Department Description: Are you interested in American politics; international affairs; critical issues such as health, the environment, and civil rights; theories concerning the ideal government and how power and resources are allocated in society? If so, you should consider studying political science. Politics affects the air we breathe, the way we’re educated, the jobs we do, the communities we live in and the taxes we pay. By studying Political Science, you’ll learn the principles at work behind the decisions that affect very aspect of our lives. Political science students study the systems people set up to organize their societies, from neighborhoods to nations.
Department Learning Outcomes:
- Identify and apply alternative explanatory systems or theories.
- Identify and communicate alternative explanations for contemporary social issues.
- Identify the methods and data that historians and social and behavioral sciences use to investigate the human condition.
- Examine social institutions and processes across a range of historical periods or cultures.
Special Department Information: Courses in Political Science require students to read and understand written material, and to express themselves in writing and class discussion. Therefore it is suggested that students have college level study and communication skills.
Transfer Opportunities: The analytical, critical thinking, and communications skills honed in Political Science courses enhance a student’s chance for success in any major.
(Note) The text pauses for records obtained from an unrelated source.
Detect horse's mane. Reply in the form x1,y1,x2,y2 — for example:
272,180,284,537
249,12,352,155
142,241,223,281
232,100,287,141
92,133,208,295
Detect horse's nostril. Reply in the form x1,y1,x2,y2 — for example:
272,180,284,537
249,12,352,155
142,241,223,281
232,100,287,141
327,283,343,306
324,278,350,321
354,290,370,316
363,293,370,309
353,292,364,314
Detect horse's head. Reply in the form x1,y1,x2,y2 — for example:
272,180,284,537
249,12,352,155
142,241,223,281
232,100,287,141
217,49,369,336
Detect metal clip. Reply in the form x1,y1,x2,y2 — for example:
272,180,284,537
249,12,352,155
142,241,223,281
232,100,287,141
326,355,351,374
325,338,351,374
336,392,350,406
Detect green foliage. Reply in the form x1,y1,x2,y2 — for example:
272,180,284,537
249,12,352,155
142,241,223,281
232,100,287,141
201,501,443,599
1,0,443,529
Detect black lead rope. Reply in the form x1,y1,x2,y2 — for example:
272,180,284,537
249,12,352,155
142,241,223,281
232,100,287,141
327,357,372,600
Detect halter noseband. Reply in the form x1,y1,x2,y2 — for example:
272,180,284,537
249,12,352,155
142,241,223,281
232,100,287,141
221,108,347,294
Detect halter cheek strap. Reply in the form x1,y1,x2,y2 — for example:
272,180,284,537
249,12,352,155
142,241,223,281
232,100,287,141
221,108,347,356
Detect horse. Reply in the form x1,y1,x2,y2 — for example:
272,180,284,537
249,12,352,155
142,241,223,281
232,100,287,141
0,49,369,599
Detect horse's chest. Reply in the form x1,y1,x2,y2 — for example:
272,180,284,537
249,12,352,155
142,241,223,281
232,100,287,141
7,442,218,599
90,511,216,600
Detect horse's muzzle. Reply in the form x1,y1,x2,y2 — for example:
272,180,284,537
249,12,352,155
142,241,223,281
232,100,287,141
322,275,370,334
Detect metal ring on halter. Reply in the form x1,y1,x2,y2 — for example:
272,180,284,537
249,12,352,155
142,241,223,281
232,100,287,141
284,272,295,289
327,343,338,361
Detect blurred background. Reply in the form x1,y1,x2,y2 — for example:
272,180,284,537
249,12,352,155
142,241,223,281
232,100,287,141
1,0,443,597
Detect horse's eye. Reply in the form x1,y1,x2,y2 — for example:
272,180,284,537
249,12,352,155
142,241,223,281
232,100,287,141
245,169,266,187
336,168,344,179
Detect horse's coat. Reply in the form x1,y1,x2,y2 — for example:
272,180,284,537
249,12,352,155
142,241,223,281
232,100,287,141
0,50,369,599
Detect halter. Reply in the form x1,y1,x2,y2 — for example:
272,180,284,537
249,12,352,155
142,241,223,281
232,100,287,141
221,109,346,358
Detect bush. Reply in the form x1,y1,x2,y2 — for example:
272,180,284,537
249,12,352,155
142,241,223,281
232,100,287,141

Most 4-year colleges and universities have degree programs in Political Science, and it is the most frequent undergraduate major for law students.
Career Opportunities: Political science students enjoy a versatility of skills and a wide range of exciting careers in federal, state, and local governments; law; business; international organizations; nonprofit organizations; campaign management and polling; journalism; education; electoral politics; research; and university and college teaching. in fact, any field that requires analytical and communication skills offers potential employment opportunities for Political Science students.
Political Science Instructor
Steve Wenzel has been a respected and dedicated faculty member of the CLC Political Science Department since 1989. Mr. Wenzel received his undergraduate degree in Political Science and Education and his Master’s Degree in Political Science and American History from St. Cloud State University. Elected to the Minnesota House of Representatives in 1972, Steve served from 1973-2001 during which time he was Chairman of the Minnesota House Agriculture Committee. From 2001-2009, Steve served as Minnesota State Director of Rural Development in the United States Department of Agriculture while continuing to teach at CLC on a limited basis. He is also the Executive Director of the CLC Gordon Rosenmeier Center for State and Local Government.